Arylazoimidazole-based photoswitchable probe allowing visible-light-triggered rapid detection and imaging of live-cell biothiols via fluorophore release

Abstract

Elevated levels of biothiols—cysteine, homocysteine, and glutathione—are found in Alzheimer’s, cancers, or cardiovascular diseases. The discovery of fluorescent probes that can selectively detect biothiols in living cells and organisms holds immense potential for early disease diagnosis. Herein, we report a water-soluble biothiol-sensing fluorescent probe that is composed of a 2-(2-amino-5-alkoxyphenyl)benzothiazole fluorophore and a 2-arylazoimidazole photoswitch. Being a photochromic molecule, it exhibits reversible trans-cis photoisomerisation with high yields under visible light irradiation in aqueous media. In the initial state, the probe is non-fluorescent, and after incubation with biothiol solutions, both trans and cis isomers emit green fluorescence (φf = 10-19%) via azo bond cleavage.

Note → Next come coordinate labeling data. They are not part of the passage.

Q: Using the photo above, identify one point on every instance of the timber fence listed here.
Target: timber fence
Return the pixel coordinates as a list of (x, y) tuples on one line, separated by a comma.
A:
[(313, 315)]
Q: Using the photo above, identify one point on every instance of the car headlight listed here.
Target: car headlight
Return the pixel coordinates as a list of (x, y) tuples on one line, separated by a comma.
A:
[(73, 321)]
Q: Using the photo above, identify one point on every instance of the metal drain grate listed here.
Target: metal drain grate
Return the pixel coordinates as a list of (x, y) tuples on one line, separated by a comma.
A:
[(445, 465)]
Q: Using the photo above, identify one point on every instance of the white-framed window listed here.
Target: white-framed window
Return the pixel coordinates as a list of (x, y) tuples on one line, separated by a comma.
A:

The limit of detection of biothiols varies between 2 and 17 μM concentrations. Remarkably, the cleavage of the cis azo-bond occurs at a much faster rate (8-14 times) than that of the trans isomer, allowing rapid detection of biothiols with a t1/2 of 2.4-10 min. The water solubility of the probe permits live-cell fluorescence imaging of biothiols, where the cis isomer could produce adequate fluorescent cell images within 15 min of its post-treatment to the cell culture, but the trans isomer could not develop any images within this time frame. With the theoretical calculations and the estimation of pKa of the azo unit, we have elucidated the mechanism of thiol-mediated azo bond cleavage. This type of photoswitchable turn-on fluorescent probe may permit biothiol imaging with enhanced bioavailability of the probe at the target site, spatiotemporal resolution, and high image contrast via background fluorescent signal subtraction.